L.K. Si seulement j’avais pensé à utiliser un tableau noir ! Mais non ! J'avais des chemises suspendues. Après avoir écrit des centaines de pages, il était devenu impossible de les déplacer (ou même de les voir et de les lire) sur un écran, alors j'ai tout imprimé et utilisé des surligneurs, des chemises, et (parfois) des ciseaux et des trombones. Mon mari a transformé notre poulailler en bureau pour moi (après qu'un vison eut tué nos poules) et j'avais tout un mur recouvert de chemises. À un moment donné, j'ai assemblé le roman de cette façon (à partir de toutes les histoires individuelles, en une sorte de collage) et j'ai tout retapé à l'ordinateur, supprimant d'immenses pans de matériau que moi seule avais besoin de connaître (je l'espère). Ensuite, j'ai continué à déplacer des choses, à ajouter et à retrancher pendant très longtemps dans le poulailler. Je ne sais plus quand j’ai pensé au compte à rebours comme moyen de structurer l’ensemble. Mais après avoir trouvé cette astuce, il était hors de question d’y renoncer, bien que cette nouvelle structure ait rendu l'achèvement du roman encore plus difficile. Cependant, si je n l’avais pas trouvée, je n'aurais jamais pu le terminer !
Dans votre roman, vous jouez avec les apparences et les stéréotypes. Qu'est-ce qui vous fascine tant dans ces « codes » ?
L.K. J’ai bien conscience qu'une maître-nageuse blonde, bronzée et aux jambes longues est un stéréotype.
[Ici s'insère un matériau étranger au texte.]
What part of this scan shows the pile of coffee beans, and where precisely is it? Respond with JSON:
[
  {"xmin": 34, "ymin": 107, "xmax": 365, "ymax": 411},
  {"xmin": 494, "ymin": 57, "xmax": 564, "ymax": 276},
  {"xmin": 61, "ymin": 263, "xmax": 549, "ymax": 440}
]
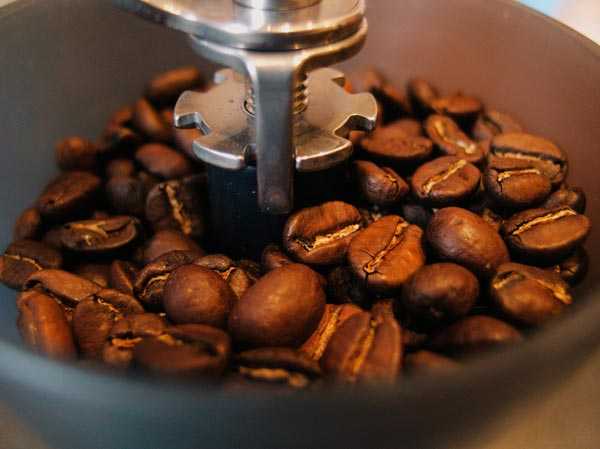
[{"xmin": 0, "ymin": 67, "xmax": 590, "ymax": 388}]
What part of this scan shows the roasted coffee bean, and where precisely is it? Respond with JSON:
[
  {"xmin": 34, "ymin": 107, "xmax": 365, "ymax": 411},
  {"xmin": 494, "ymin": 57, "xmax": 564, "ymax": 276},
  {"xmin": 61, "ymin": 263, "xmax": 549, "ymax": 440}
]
[
  {"xmin": 490, "ymin": 263, "xmax": 573, "ymax": 326},
  {"xmin": 410, "ymin": 156, "xmax": 481, "ymax": 207},
  {"xmin": 133, "ymin": 324, "xmax": 231, "ymax": 377},
  {"xmin": 425, "ymin": 114, "xmax": 485, "ymax": 164},
  {"xmin": 404, "ymin": 350, "xmax": 460, "ymax": 375},
  {"xmin": 109, "ymin": 260, "xmax": 137, "ymax": 295},
  {"xmin": 354, "ymin": 161, "xmax": 408, "ymax": 206},
  {"xmin": 489, "ymin": 133, "xmax": 568, "ymax": 187},
  {"xmin": 144, "ymin": 229, "xmax": 204, "ymax": 263},
  {"xmin": 427, "ymin": 207, "xmax": 509, "ymax": 278},
  {"xmin": 13, "ymin": 207, "xmax": 42, "ymax": 240},
  {"xmin": 194, "ymin": 254, "xmax": 254, "ymax": 298},
  {"xmin": 502, "ymin": 206, "xmax": 591, "ymax": 263},
  {"xmin": 473, "ymin": 110, "xmax": 523, "ymax": 141},
  {"xmin": 73, "ymin": 288, "xmax": 144, "ymax": 359},
  {"xmin": 102, "ymin": 313, "xmax": 166, "ymax": 368},
  {"xmin": 540, "ymin": 187, "xmax": 586, "ymax": 214},
  {"xmin": 300, "ymin": 304, "xmax": 362, "ymax": 362},
  {"xmin": 407, "ymin": 78, "xmax": 439, "ymax": 120},
  {"xmin": 37, "ymin": 171, "xmax": 101, "ymax": 220},
  {"xmin": 283, "ymin": 201, "xmax": 362, "ymax": 265},
  {"xmin": 320, "ymin": 312, "xmax": 403, "ymax": 383},
  {"xmin": 61, "ymin": 215, "xmax": 140, "ymax": 253},
  {"xmin": 23, "ymin": 269, "xmax": 102, "ymax": 321},
  {"xmin": 402, "ymin": 263, "xmax": 479, "ymax": 329},
  {"xmin": 431, "ymin": 93, "xmax": 483, "ymax": 133},
  {"xmin": 145, "ymin": 66, "xmax": 203, "ymax": 105},
  {"xmin": 105, "ymin": 176, "xmax": 147, "ymax": 217},
  {"xmin": 163, "ymin": 265, "xmax": 237, "ymax": 327},
  {"xmin": 104, "ymin": 158, "xmax": 137, "ymax": 179},
  {"xmin": 135, "ymin": 143, "xmax": 193, "ymax": 179},
  {"xmin": 327, "ymin": 265, "xmax": 370, "ymax": 307},
  {"xmin": 133, "ymin": 250, "xmax": 199, "ymax": 310},
  {"xmin": 146, "ymin": 175, "xmax": 205, "ymax": 238},
  {"xmin": 229, "ymin": 264, "xmax": 325, "ymax": 347},
  {"xmin": 73, "ymin": 263, "xmax": 110, "ymax": 288},
  {"xmin": 348, "ymin": 215, "xmax": 425, "ymax": 293},
  {"xmin": 235, "ymin": 348, "xmax": 321, "ymax": 388},
  {"xmin": 550, "ymin": 247, "xmax": 589, "ymax": 285},
  {"xmin": 56, "ymin": 137, "xmax": 98, "ymax": 171},
  {"xmin": 430, "ymin": 315, "xmax": 523, "ymax": 355},
  {"xmin": 0, "ymin": 240, "xmax": 63, "ymax": 290},
  {"xmin": 261, "ymin": 244, "xmax": 293, "ymax": 272},
  {"xmin": 17, "ymin": 291, "xmax": 77, "ymax": 359},
  {"xmin": 131, "ymin": 99, "xmax": 171, "ymax": 142},
  {"xmin": 483, "ymin": 158, "xmax": 552, "ymax": 209}
]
Mais, je le jure, on ne peut pas y échapper dans la vraie vie non plus. J'ai visité beaucoup de plans d'eau pendant l'écriture de ce roman et chaque fois qu'il y avait une maître-nageuse, elle m'appartenait. J'aime pourtant travailler avec ce type d'archétype et j'ignore pourquoi. Tout comme il m’est impossible de ne pas jouer avec une sorte de semi-réalité qui est, pour moi, l'endroit où se situe l'art, quelque part entre l'épicerie et le surnaturel, entre les archétypes et les contes de fées.
Certains de vos livres ont été adaptés à l'écran. Cela influence-t-il votre écriture ?
L.K. C’est quelque chose de formidable et d’inattendu de voir mes livres adaptés au cinéma. C’est incroyable à mes yeux. (Tout comme le fait d’avoir des lecteurs en France : je n’ai aucune idée de ce que j’ai fait dans une vie antérieure pour mériter cette généreuse attention mais c’est merveilleux.) Cela n’a toutefois pas influencé mon écriture car j’ai toujours l’impression qu’il y a déjà beaucoup de distance entre moi et ce que j’écris. En voir une adaptation me donne même le sentiment de ne plus savoir qui a écrit ces histoires ! Mais je suis certaine que, quelque part sous la surface de mon ego superficiel, il y a une écrivaine qui se sent profondément inspirée et ravie de tout cela !
« Nous étions le mercredi 16 juillet 1969 et la maître-nageuse ne vit pas Richie Manning, le garçon de 5 ans qui se noyait pile entre le petit bain et le grand. » Loin d'être la fin du nouveau roman de Laura Kasischke, cette phrase est l'une de celles qui ouvrent le livre. Mais si l’on sait déjà tout, en quoi va consister le roman ? À déployer tout le talent de l'autrice pour raconter cette histoire sous toutes ses facettes ! Et comme souvent chez elle, ce qui brille est là pour éblouir et nous empêcher de voir ce qu'il y a dans l'ombre. Car pendant que des astronautes rejoignent la lune, c'est un véritable drame qui se joue sur Terre, dans l'eau de cette piscine. Attendez-vous à un tour de magie, un feu d'artifice qui vous laissera pantois.